As many of you know, when locking is required in code, we advocate minimizing the granularity of locks to avoid unnecessary blocking.

This is why many people use synchronized code blocks instead of synchronized methods, because they tend to be less granular, which makes sense.

Or do we go to the bank counter to do business, the most efficient way is when you sit in front of the counter, only do banking related things. It would be a waste of time if you pulled out your cell phone, made a few calls, and asked your friends which account you wanted to put money into. The best way is certainly to prepare the relevant information in advance, when dealing with business directly.

The same is true with locking, where irrelevant preparations are put outside the lock and only concurrency is handled inside the lock. This helps to improve efficiency.

So what does this have to do with lock coarsening? It can be said that reducing the granularity of locks is the right thing to do most of the time, but there is only one special case where an optimization called lock coarsening occurs.

Just like when you go to the bank to do business, in order to reduce the time for each transaction, you divide the five transactions into five transactions, which is counterproductive. This simply increases the amount of time you have to resend, queue up and wake up.

If you repeatedly lock and unlock the same object in a piece of code, it is relatively expensive. In this case, you can appropriately broaden the scope of locking to reduce performance consumption.

When the JIT finds that a series of consecutive operations repeatedly lock and unlock the same object, or even lock operations occur in the body of the loop, the scope of lock synchronization spreads (coarser) out of the entire operation sequence.

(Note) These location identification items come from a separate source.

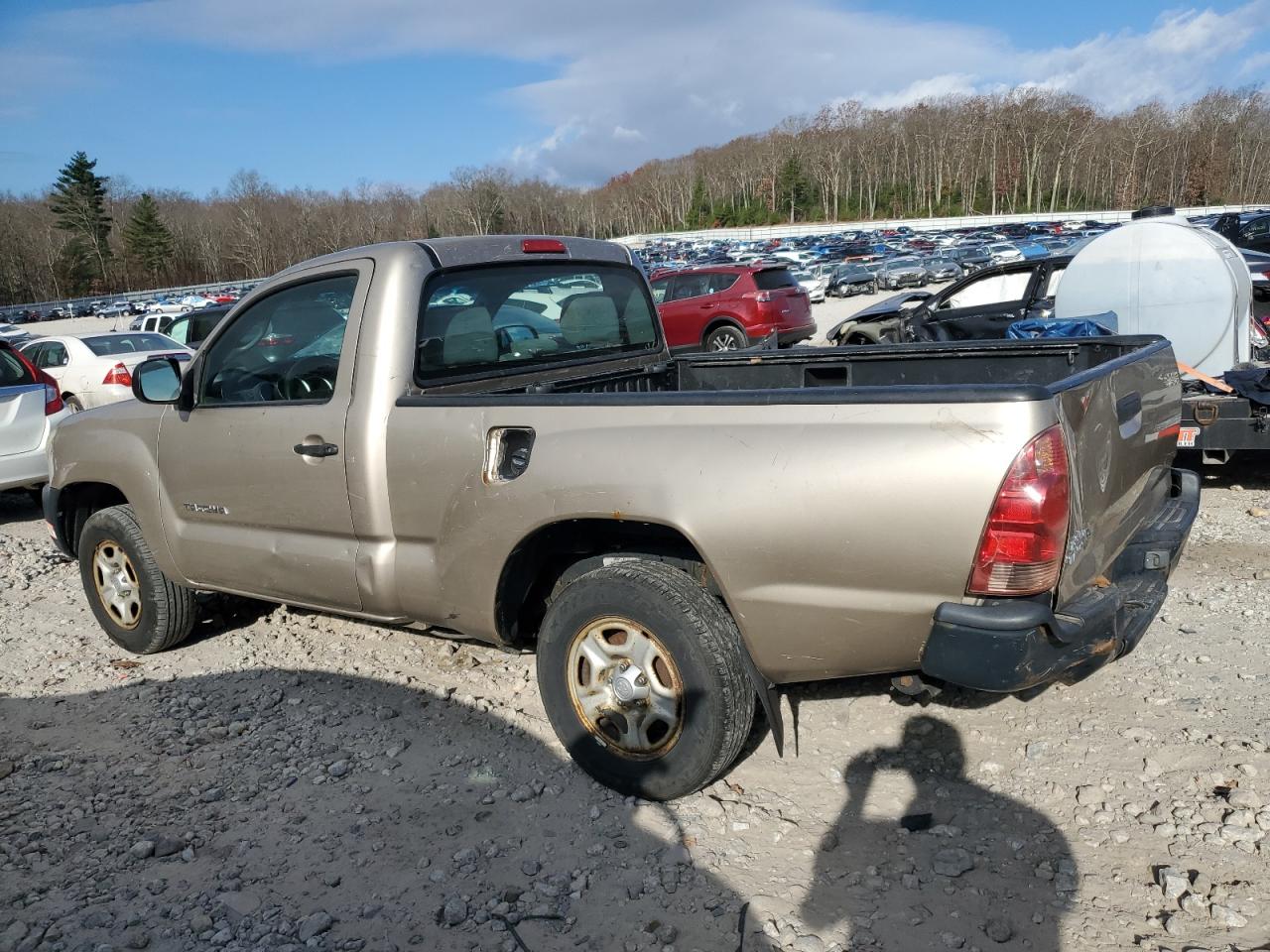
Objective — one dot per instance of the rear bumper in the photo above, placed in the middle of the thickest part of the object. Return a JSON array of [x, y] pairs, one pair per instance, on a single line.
[[1016, 644]]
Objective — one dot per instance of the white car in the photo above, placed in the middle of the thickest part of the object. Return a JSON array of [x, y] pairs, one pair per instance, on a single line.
[[815, 285], [1003, 252], [169, 307], [96, 368], [31, 408], [795, 257]]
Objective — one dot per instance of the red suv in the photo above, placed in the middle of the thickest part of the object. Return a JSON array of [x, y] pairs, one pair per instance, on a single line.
[[728, 307]]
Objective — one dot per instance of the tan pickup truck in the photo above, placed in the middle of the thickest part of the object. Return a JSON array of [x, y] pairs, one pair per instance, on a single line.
[[488, 436]]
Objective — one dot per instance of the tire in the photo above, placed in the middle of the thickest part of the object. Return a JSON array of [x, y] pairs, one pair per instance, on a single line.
[[725, 338], [150, 616], [701, 658]]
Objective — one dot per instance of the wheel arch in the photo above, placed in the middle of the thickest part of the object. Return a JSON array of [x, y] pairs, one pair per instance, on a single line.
[[75, 503], [558, 552], [720, 321]]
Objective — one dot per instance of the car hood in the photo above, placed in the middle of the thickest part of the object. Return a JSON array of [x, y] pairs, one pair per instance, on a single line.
[[884, 309]]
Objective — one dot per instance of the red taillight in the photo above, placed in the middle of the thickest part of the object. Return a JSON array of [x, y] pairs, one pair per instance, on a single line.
[[1023, 543], [118, 375], [541, 246]]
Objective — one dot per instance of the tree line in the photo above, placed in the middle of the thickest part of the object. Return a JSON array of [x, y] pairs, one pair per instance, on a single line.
[[1028, 150]]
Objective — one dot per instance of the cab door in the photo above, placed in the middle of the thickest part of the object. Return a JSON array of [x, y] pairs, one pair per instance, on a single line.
[[253, 480]]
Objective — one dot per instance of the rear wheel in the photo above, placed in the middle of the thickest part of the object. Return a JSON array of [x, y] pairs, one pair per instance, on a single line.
[[135, 603], [725, 338], [643, 678]]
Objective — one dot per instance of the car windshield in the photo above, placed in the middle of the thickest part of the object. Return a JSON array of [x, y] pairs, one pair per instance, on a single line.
[[13, 372], [526, 315], [118, 344]]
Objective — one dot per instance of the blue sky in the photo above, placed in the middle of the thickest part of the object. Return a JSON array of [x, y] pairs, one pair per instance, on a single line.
[[330, 93]]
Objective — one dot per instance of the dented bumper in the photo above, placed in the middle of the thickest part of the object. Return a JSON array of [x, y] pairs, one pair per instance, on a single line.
[[1015, 644]]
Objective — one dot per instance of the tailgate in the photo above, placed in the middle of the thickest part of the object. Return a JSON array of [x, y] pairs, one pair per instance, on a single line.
[[22, 417], [1120, 420]]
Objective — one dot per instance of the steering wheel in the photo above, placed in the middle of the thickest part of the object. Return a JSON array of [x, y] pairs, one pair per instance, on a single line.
[[309, 379]]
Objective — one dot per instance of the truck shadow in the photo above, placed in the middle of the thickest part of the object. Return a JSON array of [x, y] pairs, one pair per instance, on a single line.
[[1250, 470], [264, 807], [17, 506]]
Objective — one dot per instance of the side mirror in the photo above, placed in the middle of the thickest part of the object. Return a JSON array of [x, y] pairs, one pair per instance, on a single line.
[[157, 381]]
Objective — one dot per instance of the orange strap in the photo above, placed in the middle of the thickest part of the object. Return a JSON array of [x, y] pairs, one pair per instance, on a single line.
[[1211, 381]]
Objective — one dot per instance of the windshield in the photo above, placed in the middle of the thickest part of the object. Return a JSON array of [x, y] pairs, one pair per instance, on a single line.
[[118, 344], [484, 318], [13, 372]]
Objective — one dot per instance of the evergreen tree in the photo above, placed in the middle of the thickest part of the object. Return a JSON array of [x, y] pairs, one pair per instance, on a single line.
[[79, 206], [148, 239]]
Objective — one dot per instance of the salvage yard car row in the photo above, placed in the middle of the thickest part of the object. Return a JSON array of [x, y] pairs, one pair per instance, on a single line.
[[659, 620]]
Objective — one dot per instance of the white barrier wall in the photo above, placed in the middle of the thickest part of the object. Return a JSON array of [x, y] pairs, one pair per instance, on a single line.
[[820, 227]]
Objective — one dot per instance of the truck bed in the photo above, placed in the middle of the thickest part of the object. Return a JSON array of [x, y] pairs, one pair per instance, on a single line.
[[944, 372]]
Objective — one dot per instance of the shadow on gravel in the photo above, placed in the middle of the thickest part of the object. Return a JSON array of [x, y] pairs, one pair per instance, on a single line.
[[278, 809], [16, 507], [1248, 470], [975, 867]]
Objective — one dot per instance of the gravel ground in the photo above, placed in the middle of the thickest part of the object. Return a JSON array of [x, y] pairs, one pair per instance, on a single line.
[[296, 780]]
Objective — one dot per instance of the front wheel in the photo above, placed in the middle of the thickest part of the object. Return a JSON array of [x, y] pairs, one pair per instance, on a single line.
[[135, 603], [643, 678], [725, 338]]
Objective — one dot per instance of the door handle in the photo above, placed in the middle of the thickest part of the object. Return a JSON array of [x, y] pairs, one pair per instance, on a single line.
[[318, 449]]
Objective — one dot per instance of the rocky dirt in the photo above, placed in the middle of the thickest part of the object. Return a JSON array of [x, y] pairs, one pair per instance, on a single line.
[[293, 780]]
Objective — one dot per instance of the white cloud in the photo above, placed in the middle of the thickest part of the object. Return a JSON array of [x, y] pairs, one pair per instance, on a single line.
[[636, 81]]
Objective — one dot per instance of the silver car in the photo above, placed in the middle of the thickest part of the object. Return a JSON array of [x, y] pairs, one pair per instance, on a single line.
[[902, 273]]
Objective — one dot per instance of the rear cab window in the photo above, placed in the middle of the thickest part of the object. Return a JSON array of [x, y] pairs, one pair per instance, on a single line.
[[498, 318]]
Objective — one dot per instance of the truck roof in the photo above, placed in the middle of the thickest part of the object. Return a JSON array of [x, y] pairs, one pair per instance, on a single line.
[[476, 249]]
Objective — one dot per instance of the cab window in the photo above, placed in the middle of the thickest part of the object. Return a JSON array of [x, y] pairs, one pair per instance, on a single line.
[[477, 320], [284, 348]]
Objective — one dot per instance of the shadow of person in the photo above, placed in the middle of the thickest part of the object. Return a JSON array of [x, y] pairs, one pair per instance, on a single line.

Such as the following code:

for(int i=0; i<100000; i++){ synchronized(this){ do(); }Copy the code

Will be coarsed to:

synchronized(this){ for(int i=0; i<100000; i++){ do(); }Copy the code

This actually does not conflict with our requirement to reduce the lock granularity. Reducing lock granularity emphasizes not doing preparatory work at the bank counter and doing things unrelated to the transaction. And lock coarser suggestion is that the same person, to deal with a number of business, can be done in the same window one-time, rather than many times to take the number for many times.

conclusion

Since Java 6/Java 7, the Java Virtual machine has made some improvements to the implementation of internal locking. These optimizations mainly include Lock Elision, Lock Coarsening, Biased Locking and Adaptive Locking. These optimizations only work in Java Virtual Machine Server mode (i.e., we may need to specify the Java virtual machine parameter “-server” on the command line to turn these optimizations on when running a Java program).

This paper mainly introduces the concepts of spin lock, lock coarsening and lock elimination. During JIT compilation, the virtual machine uses these three techniques to optimize locks as appropriate, with the goal of reducing lock contention and improving performance.